Он смотрит на градусник и ничего мне не говорит.
— Хочешь в психушку?
— Нет, Б., не надо, я буду хороший!
— То-то же, — он улыбается, — еще раз только прикоснись к своим корявым венам чем-нибудь, и я тебя туда отправлю в один момент. А оттуда скоро не выходят: посидишь там, ума наберешься.
— Где, в психушке? В психушке — ума набраться? — Интересно…
— Да. Раз своего мало.
— А кто со мной ночью спал?
— Я.
— Чего это?
— Оставлять одного не хотел.
— Прямо медсанбатка Маша спасает раненого командира.
— Поостри-поостри, так я сейчас тебе сделаю физическое внушение о том, что такое хорошо и что такое плохо, если тебя отец этому еще не научил.
— С ума сойти, как я боюсь, Б. …
— Ну ладно, Санчик, мне пора идти, — он пытливо смотрит на меня и молчит.
И я молчу.
— Мне пора идти, я сказал…
— Ладно, Б., иди. Я никогда ничего не делаю дважды, — не повторяю и не исправляю.
— Попробуй только попробовать по второму разу, я из твоей конопатой головы все конопушки вышибу. А то такие шизики, как ты, вечно, когда не получилось первый раз, пытаются во второй…
— Подсказываешь, что ли?
— Идиот!
Он наклоняется и гладит мою щеку. Потом смеется.
— Ты что, Борь?
— Спать с тобой приятно. Лучше женщины. Греешь, как печка. А ночи холодные еще.

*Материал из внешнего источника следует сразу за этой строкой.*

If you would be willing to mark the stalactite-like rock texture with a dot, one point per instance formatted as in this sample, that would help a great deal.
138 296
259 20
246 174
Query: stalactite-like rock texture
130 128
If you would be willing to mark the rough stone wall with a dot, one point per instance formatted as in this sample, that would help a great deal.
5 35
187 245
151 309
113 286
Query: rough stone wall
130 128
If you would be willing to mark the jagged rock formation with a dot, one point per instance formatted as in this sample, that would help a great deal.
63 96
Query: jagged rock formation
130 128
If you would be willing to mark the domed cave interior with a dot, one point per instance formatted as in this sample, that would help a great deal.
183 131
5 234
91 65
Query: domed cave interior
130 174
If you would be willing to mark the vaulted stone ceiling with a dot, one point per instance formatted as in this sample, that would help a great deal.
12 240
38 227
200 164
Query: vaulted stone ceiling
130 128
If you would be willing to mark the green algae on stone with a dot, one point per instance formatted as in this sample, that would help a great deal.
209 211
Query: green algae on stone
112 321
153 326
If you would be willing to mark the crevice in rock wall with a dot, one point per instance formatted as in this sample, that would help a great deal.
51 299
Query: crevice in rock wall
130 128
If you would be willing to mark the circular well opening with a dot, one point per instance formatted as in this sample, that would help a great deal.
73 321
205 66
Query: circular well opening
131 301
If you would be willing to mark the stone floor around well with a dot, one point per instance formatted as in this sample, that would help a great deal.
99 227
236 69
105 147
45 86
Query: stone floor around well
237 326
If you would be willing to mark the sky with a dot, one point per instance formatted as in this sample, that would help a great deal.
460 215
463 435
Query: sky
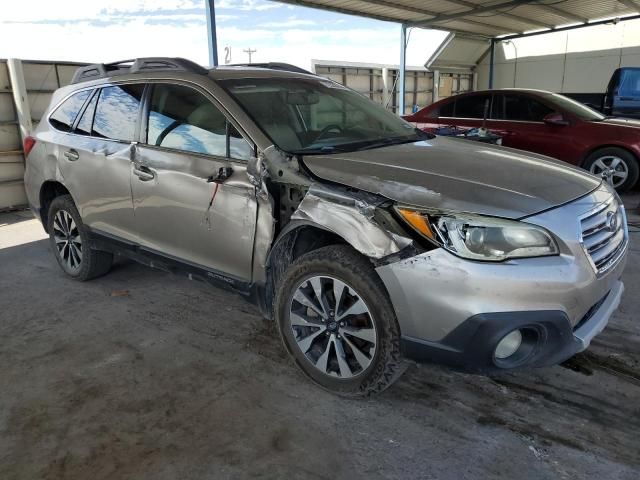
110 30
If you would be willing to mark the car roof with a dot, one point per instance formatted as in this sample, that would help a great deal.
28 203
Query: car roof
510 89
231 72
149 67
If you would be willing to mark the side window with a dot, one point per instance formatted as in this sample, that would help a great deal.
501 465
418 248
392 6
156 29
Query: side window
630 83
497 107
184 119
239 148
446 110
524 108
471 106
86 120
117 112
64 116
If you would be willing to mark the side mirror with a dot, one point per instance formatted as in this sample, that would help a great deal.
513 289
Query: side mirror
555 118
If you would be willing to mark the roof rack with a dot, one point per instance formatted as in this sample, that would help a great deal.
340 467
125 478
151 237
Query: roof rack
287 67
102 70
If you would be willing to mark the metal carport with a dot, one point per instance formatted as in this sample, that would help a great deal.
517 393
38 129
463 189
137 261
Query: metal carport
490 22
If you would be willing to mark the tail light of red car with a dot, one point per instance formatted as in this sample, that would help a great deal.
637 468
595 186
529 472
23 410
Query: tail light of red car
28 144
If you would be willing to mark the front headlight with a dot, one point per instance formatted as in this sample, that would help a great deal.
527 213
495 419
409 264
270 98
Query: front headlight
481 238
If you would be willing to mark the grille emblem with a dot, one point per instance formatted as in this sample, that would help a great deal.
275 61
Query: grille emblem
612 221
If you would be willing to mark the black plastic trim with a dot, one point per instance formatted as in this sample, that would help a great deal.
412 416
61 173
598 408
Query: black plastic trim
471 345
104 241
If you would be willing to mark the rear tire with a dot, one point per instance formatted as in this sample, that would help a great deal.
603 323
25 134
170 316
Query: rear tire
71 242
623 163
347 339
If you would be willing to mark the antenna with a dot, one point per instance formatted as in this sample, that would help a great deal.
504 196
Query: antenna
250 52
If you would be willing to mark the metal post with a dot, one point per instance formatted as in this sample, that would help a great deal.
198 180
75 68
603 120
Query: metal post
211 33
403 68
435 91
491 61
19 89
386 94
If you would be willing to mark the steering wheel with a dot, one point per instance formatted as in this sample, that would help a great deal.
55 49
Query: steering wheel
327 129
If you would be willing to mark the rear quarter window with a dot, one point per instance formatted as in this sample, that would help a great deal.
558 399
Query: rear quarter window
117 112
63 117
445 110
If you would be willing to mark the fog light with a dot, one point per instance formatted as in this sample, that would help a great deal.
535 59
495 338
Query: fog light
508 345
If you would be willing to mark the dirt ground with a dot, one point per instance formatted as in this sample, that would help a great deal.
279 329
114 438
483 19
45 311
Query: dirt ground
145 375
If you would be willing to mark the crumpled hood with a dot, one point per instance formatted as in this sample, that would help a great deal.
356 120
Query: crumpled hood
458 175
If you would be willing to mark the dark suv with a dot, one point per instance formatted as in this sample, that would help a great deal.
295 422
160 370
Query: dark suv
363 237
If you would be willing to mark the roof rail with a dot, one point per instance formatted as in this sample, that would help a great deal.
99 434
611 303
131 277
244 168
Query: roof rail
123 67
287 67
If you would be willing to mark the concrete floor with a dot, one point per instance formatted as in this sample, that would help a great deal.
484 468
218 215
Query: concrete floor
145 375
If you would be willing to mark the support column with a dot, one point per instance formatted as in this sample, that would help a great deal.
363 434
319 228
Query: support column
492 58
435 91
19 90
386 89
403 69
211 33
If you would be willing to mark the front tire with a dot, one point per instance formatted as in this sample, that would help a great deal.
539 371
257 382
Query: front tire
336 320
622 164
71 242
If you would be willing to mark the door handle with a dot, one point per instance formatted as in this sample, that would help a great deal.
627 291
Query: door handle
143 173
71 155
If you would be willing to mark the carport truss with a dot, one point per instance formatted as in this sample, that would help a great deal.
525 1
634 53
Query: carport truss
490 22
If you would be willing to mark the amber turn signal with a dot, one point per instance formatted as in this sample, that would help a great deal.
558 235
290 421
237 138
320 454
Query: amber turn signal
417 221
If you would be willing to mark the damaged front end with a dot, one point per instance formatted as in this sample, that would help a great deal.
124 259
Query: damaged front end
298 213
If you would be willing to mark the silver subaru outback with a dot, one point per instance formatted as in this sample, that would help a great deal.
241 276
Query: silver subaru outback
366 240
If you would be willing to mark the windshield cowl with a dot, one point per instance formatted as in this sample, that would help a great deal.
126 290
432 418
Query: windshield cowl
303 115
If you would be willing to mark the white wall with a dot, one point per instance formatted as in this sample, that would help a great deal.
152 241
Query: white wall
575 61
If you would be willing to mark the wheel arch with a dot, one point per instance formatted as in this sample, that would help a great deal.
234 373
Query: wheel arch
49 190
297 238
594 149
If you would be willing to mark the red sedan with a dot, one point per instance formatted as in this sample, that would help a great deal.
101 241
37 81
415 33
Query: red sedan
546 123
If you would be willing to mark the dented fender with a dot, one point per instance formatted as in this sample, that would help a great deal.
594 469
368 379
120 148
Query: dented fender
350 218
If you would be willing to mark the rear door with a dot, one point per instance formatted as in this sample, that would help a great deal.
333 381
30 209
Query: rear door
179 212
626 96
518 118
94 158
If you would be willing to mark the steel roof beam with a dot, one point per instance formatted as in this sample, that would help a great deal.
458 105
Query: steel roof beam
473 11
561 13
632 4
422 11
517 18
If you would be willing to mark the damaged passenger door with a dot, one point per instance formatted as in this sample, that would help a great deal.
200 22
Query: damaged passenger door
192 198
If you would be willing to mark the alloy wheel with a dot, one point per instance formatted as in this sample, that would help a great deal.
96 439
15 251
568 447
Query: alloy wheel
615 168
333 327
67 240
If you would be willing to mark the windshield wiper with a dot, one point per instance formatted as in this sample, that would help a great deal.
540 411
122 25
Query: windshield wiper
363 144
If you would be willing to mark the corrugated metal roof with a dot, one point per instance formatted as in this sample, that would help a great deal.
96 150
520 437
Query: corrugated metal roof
482 18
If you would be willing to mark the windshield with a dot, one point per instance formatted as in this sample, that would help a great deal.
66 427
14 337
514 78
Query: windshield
576 108
318 116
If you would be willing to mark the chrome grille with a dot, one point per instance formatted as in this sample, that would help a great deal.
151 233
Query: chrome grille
604 235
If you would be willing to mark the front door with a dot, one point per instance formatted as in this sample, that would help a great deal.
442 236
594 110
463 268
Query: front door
518 119
183 207
94 158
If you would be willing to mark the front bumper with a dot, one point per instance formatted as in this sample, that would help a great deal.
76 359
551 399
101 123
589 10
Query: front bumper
456 311
472 344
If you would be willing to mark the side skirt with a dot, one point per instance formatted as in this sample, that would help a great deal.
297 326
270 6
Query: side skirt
154 259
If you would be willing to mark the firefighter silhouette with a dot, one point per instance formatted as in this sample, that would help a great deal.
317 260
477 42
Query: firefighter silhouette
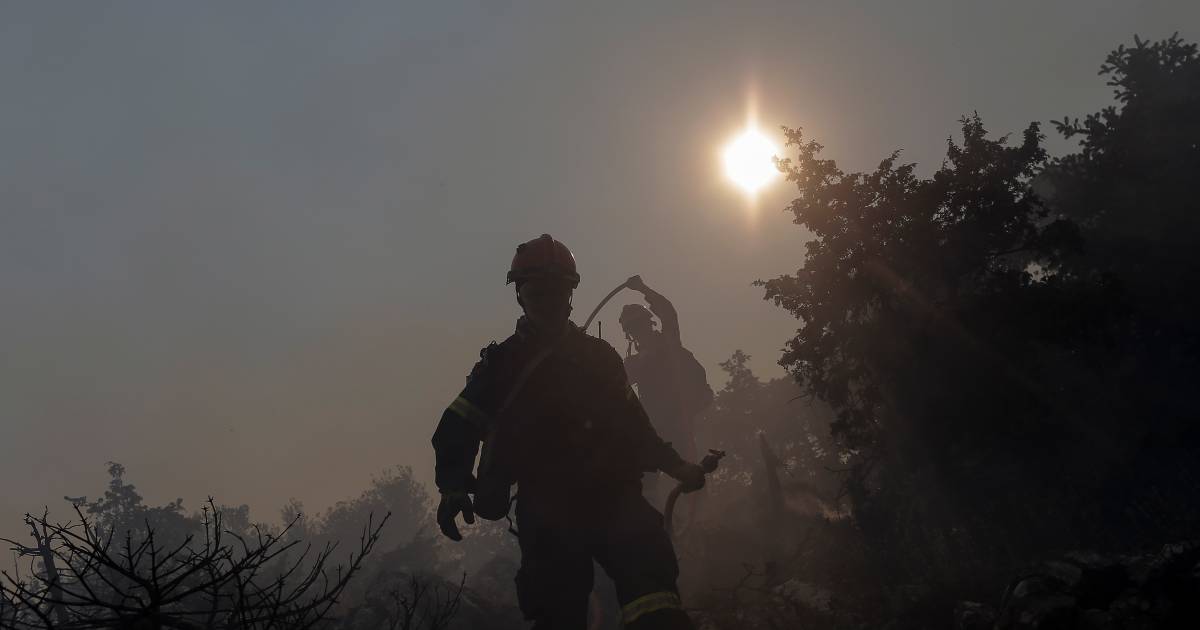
556 415
671 383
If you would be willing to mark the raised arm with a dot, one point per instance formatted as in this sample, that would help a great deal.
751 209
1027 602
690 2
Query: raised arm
660 306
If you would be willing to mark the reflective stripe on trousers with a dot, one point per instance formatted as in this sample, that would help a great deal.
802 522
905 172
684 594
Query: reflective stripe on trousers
661 600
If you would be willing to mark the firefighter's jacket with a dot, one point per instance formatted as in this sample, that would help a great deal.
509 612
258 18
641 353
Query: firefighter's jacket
671 382
574 424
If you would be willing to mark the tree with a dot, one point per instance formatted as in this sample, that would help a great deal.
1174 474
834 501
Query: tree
976 337
93 577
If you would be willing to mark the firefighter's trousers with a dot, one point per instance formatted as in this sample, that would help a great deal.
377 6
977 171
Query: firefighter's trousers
562 533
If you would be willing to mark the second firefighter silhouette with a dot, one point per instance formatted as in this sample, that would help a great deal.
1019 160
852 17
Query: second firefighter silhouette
671 383
557 417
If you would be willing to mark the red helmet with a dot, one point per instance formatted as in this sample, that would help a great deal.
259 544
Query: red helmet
544 257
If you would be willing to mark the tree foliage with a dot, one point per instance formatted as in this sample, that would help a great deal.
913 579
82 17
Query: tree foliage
1008 341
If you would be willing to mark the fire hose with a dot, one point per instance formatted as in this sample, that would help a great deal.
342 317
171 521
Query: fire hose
708 465
604 301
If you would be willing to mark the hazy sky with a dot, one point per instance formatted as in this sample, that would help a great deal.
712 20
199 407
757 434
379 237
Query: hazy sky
252 249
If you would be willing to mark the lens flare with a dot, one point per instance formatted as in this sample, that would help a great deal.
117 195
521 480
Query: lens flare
748 160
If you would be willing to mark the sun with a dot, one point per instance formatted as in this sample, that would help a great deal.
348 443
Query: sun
748 160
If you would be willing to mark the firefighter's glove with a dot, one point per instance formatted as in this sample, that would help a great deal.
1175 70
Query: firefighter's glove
448 510
690 477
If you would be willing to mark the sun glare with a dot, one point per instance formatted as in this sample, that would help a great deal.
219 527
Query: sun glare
748 160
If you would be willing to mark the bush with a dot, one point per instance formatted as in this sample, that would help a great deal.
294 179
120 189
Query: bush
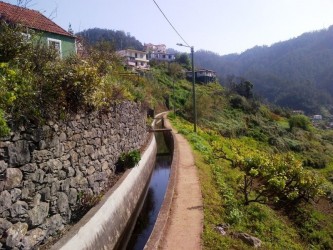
299 121
129 159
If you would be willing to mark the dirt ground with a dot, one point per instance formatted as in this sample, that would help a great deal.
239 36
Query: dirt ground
185 222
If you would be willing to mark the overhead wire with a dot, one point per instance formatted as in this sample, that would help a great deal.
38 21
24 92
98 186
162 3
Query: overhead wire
171 24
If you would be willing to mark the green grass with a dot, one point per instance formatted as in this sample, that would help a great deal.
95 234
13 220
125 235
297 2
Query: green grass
222 203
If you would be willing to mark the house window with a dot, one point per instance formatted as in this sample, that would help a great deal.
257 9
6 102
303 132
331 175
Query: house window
26 37
55 44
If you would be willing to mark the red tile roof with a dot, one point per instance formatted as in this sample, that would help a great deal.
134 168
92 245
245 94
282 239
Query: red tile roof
29 18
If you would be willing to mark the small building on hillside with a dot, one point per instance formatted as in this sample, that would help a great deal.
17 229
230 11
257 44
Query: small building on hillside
202 75
47 30
298 112
158 53
317 117
134 59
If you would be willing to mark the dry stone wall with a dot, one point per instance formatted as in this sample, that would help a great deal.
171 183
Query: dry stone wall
44 171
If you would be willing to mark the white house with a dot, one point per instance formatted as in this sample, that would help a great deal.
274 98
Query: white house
135 59
202 75
158 52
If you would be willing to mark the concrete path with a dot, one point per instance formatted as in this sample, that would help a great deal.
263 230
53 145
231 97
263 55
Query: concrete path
185 222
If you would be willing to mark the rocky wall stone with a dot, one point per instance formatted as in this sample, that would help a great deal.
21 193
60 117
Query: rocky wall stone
45 170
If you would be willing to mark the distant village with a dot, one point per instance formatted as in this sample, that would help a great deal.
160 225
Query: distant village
138 61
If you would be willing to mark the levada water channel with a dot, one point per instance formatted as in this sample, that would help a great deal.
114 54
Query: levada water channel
155 195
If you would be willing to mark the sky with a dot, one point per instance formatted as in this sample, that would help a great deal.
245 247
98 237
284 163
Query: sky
221 26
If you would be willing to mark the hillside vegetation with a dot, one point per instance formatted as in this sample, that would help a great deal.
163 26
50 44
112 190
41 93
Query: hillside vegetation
295 73
36 85
263 170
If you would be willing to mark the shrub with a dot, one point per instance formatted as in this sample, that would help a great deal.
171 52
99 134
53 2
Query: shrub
129 159
299 121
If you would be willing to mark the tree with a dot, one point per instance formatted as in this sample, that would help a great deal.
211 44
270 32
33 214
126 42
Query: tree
273 179
175 70
299 121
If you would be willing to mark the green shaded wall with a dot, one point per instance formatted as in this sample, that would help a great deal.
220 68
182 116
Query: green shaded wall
67 43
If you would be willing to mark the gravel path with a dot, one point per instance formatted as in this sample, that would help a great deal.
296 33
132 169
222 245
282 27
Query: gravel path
185 222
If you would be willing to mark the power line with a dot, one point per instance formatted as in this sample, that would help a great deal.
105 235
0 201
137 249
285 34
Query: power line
171 24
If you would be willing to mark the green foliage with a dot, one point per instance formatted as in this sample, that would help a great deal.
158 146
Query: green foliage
184 60
36 85
274 178
4 129
175 70
129 159
299 121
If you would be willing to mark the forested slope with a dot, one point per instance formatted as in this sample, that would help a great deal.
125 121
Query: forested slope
296 73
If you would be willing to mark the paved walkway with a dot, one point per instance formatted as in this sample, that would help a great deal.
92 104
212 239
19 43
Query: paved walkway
185 222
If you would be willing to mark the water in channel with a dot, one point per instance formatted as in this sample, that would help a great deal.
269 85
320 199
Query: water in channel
155 195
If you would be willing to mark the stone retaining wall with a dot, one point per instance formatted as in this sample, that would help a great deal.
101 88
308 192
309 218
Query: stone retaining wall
44 172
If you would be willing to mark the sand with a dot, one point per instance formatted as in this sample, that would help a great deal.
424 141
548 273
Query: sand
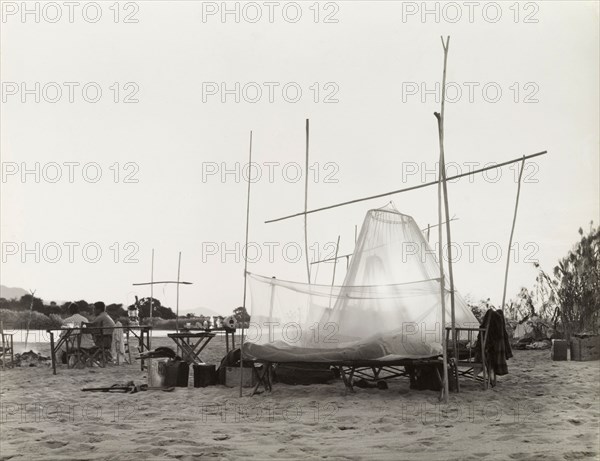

— А, — я усмехаюсь, — ну, заходи еще, согрею, правда, груди нет прижать…
И тут я вспоминаю…
— Ну, что ты остановился, шизик, чего в глазах помутилось, опять вспомнил что-то? Я чувствую, мне тебе сейчас надо дать по уху, а не потом, чтобы, когда я вернулся, застал тебя живым.
— Все в порядке, Б. Мне показалось. Приятной работы.
Он раздвигает губы в улыбке:
— Лучшего пожелать не мог?!
— Не-а.
— Тебе свет потушить?
— Пожалуйста. Я очень хочу спать… в темноте.
Он не слышит последнего слова, тушит свет и выходит. Я прикасаюсь к бинту в темноте. Где эта завязка? Туго забинтовано, надо ее сорвать. Хотя я обещал ему. А, все равно. И, обхватив бинт рукой, будто обняв его, я засыпаю.
Меня кто-то трясет за плечо. Это Наталья, думаю я. Женские духи.
— Добрый день, я приехала вам сделать укол, ваш брат дал мне ключ, чтобы не поднимать вас с постели.
Вот у кого мой ключ теперь.
Она стоит склонившись, касаясь моего плеча.
— У него все такие милые медсестры?
Она вспыхивает.
— Не знаю.
— Вам этого никто не говорил?
— Давайте поворачиваться, у меня все готово.
— Куда? — спрашиваю я.
— На живот, пожалуйста.
— Что вы? — восклицаю я ошеломленно. — Вы такая симпатичная, а я к вам буду этим местом поворачиваться.
— Я же медсестра, а вы больной.
— Я здоровый, — мне жутко нравится, она все всерьез принимает.
— Хорошо, вы здоровый, но вы пациент, и я к вам так отношусь, как к пациенту.
— Тогда тем более ничего не получится.
— Почему? — она удивлена.
— Я думал, вы ко мне по-другому относитесь… — говорю я страшно многозначительно.
— Хорошо, я к вам по-другому отношусь.
— Как вы это докажете? Я должен убедиться.
— Не знаю, — она всерьез на секунду задумывается, и стройный носик ее слегка морщится. — Ну я вам…
— Вы меня поцелуете, — говорю я.
— Как?!.. — она вспыхивает словно зарница.
— Очень просто. Иначе ничего не получится. Мама меня всегда целовала после укола. В компенсацию.
Она хватается, как за спасительный остров:
— И я — только после.
— Но вы же не мама, — резонно замечаю я.
— Правда, — искренне соглашается она.
Ну прелесть, какая девочка.
— Итак, — говорю я.
— Я не могу.
— Тогда я засыпаю, — я делаю вид, что поворачиваюсь на бок, к стене лицом.